Welcome @Floss2864! I am not entirely sure about the boot up complete message, but try removing the wireless network information, restart the kindle, then reconnect:

*Forget a Wi-Fi Network*

You can tell Kindle to forget the Wi-Fi network you're connected to so that your Kindle doesn't connect to it automatically in the future.

To forget the Wi-Fi network that you're connected to, follow these steps:

1. While connected to the network that you want to forget, press the Home button, then press
the Menu button.

2. Navigate to "Settings" by moving the 5-way controller down, then press the 5-way controller
to select.

3. Select "view" next to "Wi-Fi Settings" to display a list of detected Wi-Fi networks. You may have to wait a moment as your Kindle detects networks in range. The Wi-Fi network you are currently connected to displays the word "forget" next to it in the list of available networks.

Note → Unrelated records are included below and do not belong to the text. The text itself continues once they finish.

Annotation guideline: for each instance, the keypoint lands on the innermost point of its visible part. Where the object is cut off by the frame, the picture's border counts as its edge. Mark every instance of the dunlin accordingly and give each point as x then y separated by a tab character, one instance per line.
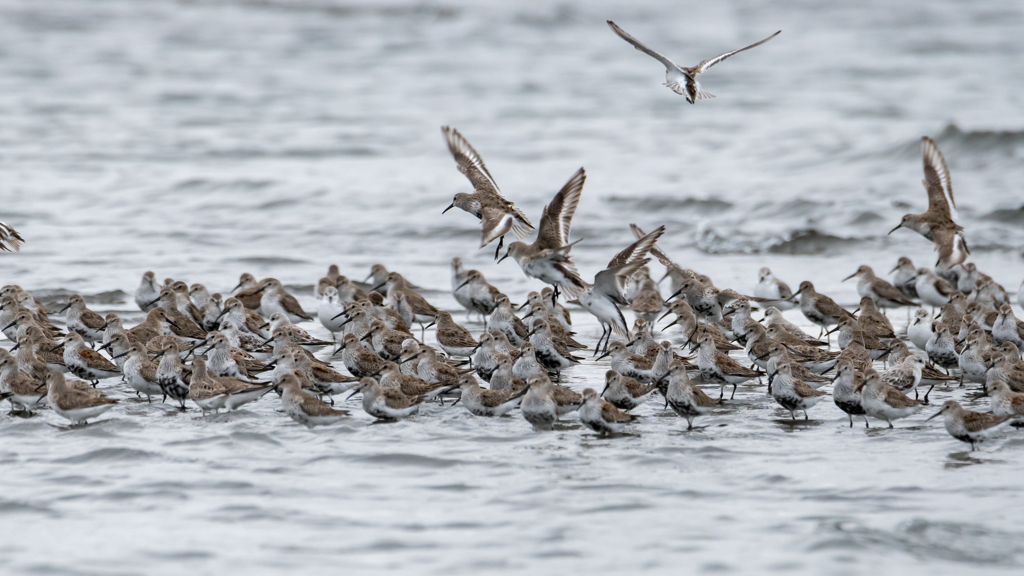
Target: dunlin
941	348
685	399
26	393
147	292
74	403
485	402
771	288
719	368
505	321
931	289
628	364
792	393
83	321
172	375
682	80
819	309
386	404
1007	328
10	240
845	385
967	425
454	339
1005	402
275	299
884	402
85	362
937	223
601	416
906	375
626	393
140	372
604	297
884	294
548	258
498	215
305	408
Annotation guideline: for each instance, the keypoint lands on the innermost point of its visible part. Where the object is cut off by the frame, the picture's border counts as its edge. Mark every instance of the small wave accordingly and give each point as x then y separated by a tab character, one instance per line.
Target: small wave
801	242
109	455
654	203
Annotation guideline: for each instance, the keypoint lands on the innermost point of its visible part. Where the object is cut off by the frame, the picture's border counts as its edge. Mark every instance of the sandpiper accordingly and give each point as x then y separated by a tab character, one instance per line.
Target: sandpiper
845	386
10	240
1007	328
74	403
548	258
26	393
358	360
454	339
1005	402
85	362
638	367
682	80
172	375
684	398
391	377
967	425
147	292
607	293
274	299
386	404
931	289
884	294
719	368
884	402
83	321
303	407
498	215
481	402
626	393
941	348
601	416
773	289
906	375
475	294
792	393
819	309
504	376
905	279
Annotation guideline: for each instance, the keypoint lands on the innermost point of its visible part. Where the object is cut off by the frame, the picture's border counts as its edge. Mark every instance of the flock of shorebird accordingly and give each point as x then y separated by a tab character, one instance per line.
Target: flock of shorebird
224	353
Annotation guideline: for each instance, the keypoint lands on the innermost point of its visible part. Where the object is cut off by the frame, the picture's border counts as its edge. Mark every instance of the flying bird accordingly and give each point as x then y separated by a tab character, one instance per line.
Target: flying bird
498	215
683	81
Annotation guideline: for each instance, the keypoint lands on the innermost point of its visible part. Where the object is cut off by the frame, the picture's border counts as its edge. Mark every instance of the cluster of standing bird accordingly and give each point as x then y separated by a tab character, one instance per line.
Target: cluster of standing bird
224	353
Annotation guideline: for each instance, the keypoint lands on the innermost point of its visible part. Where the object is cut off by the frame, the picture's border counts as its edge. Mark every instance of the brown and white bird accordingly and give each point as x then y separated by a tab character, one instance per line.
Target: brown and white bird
498	215
683	80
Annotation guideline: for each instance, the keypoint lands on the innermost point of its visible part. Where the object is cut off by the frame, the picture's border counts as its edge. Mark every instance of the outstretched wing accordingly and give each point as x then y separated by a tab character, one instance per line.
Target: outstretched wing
662	257
638	249
469	161
669	65
702	67
557	217
940	190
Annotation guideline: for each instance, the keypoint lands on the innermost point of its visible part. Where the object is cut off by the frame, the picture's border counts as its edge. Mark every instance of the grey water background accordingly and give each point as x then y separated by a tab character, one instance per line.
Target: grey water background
202	139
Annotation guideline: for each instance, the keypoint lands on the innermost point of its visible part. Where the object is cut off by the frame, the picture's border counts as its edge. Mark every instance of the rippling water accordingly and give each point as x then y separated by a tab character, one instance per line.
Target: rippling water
206	139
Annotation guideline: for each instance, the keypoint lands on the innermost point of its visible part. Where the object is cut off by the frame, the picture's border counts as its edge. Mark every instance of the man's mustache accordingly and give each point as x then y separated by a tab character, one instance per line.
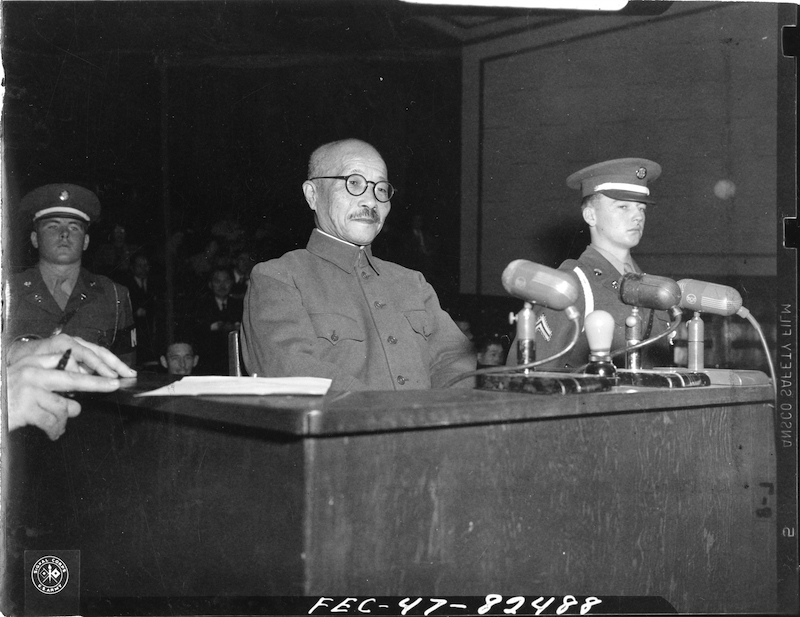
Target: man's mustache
370	214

4. Choose "forget" to disconnect from the network.


----------



## Floss2864

Couriant said:


> Welcome @Floss2864! I am not entirely sure about the boot up complete message, but try removing the wireless network information, restart the kindle, then reconnect:
> 
> *Forget a Wi-Fi Network*
> You can tell Kindle to forget the Wi-Fi network you're connected to so that your Kindle doesn't connect to it automatically in the future.
> 
> To forget the Wi-Fi network that you're connected to, follow these steps:
> 
> 1. While connected to the network that you want to forget, press the Home button, then press
> the Menu button.
> 
> 2. Navigate to "Settings" by moving the 5-way controller down, then press the 5-way controller
> to select.
> 
> 3. Select "view" next to "Wi-Fi Settings" to display a list of detected Wi-Fi networks. You may have to wait a moment as your Kindle detects networks in range. The Wi-Fi network you are currently connected to displays the word "forget" next to it in the list of available networks.
> 
> 4. Choose "forget" to disconnect from the network.


Thanks for your answer but we've tried this, still the same problem,


----------



## plodr

I don't usually look in this section but today I had some time. 
Two things to check: 1. Be sure airplane mode is not on
2. You have a choice of 2.4GHz and 5GHz Wi-Fi bands, make sure it is not trying to use a band that is not supported on your router.
I don't own a Kindle so I can't tell you where you'd look for these settings.


----------



## Couriant

If this Kindle doesn't work on another network, then I suspect a hardware issue. If this was a christmas gift, then it should still be under warranty and I would suggest contacting Amazon Kindle for further troubleshooting: 1 (888) 280-4331 (US)


----------